PhD Candidate in Molecular Information Processing in Self-organising Dynamic Networks

Are you an aspiring researcher with a chemistry-related degree? Then start your academic career off right as a PhD candidate in the Institute of Molecules and Materials at Radboud University. Join an interdisciplinary project where you can use state-of-the-art instruments to conduct top research on self-organising dynamic networks, while developing your skills and learning new things.
Synthetic materials are typically limited to just one pre-determined function, and rely on electronics for control. One of the largest challenges in the fields of systems chemistry and soft matter is to develop 'intelligent' materials that can directly 'compute' based on molecular input signals and self-organise themselves as a response. Such systems will open fundamentally new modes of material-based function, and enable matter to operate in contexts that cannot be controlled through traditional electronics.

This project establishes an ambitious new step in a chemical system that self-organises to guide molecular inputs along dynamic wires and concomitantly generate functional structures. To this end, we will use self-assembled amphiphilic filaments that grow connections between sender and receiver droplets, and thereby form a network of connections in response to the chemical input that is applied to the system. A recent example of our philosophy - demonstrated by amphiphiles that organise themselves through self-assembly into wire-like networks - can be found in our recent publication . By implementing new feedback and control mechanisms (based on chemical reactions and physicochemical effects), we aim to arrive at a controlled self-organisation of the connections in the network. Ultimately, such a demonstration of molecular information processing in self-organising sender-receiver networks opens potential in neuromorphic systems operative in electronics-free computation.

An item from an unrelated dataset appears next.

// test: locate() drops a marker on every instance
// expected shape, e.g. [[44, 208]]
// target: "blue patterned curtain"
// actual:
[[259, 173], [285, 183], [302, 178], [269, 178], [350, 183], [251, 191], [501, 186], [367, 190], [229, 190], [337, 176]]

This research combines experiments and simulations, and varies from molecular self-assembly to reaction networks, Marangoni flow, hydrogels, microfluidics, dedicated microscopy techniques and building dynamic models in programs like Python or Matlab, depending on your personal preferences and the development of the project. You will communicate your findings through publications in peer-reviewed journals and at international conferences, and also be involved in training and teaching BSc and MSc students. Your teaching load may be up to 10% of your appointment.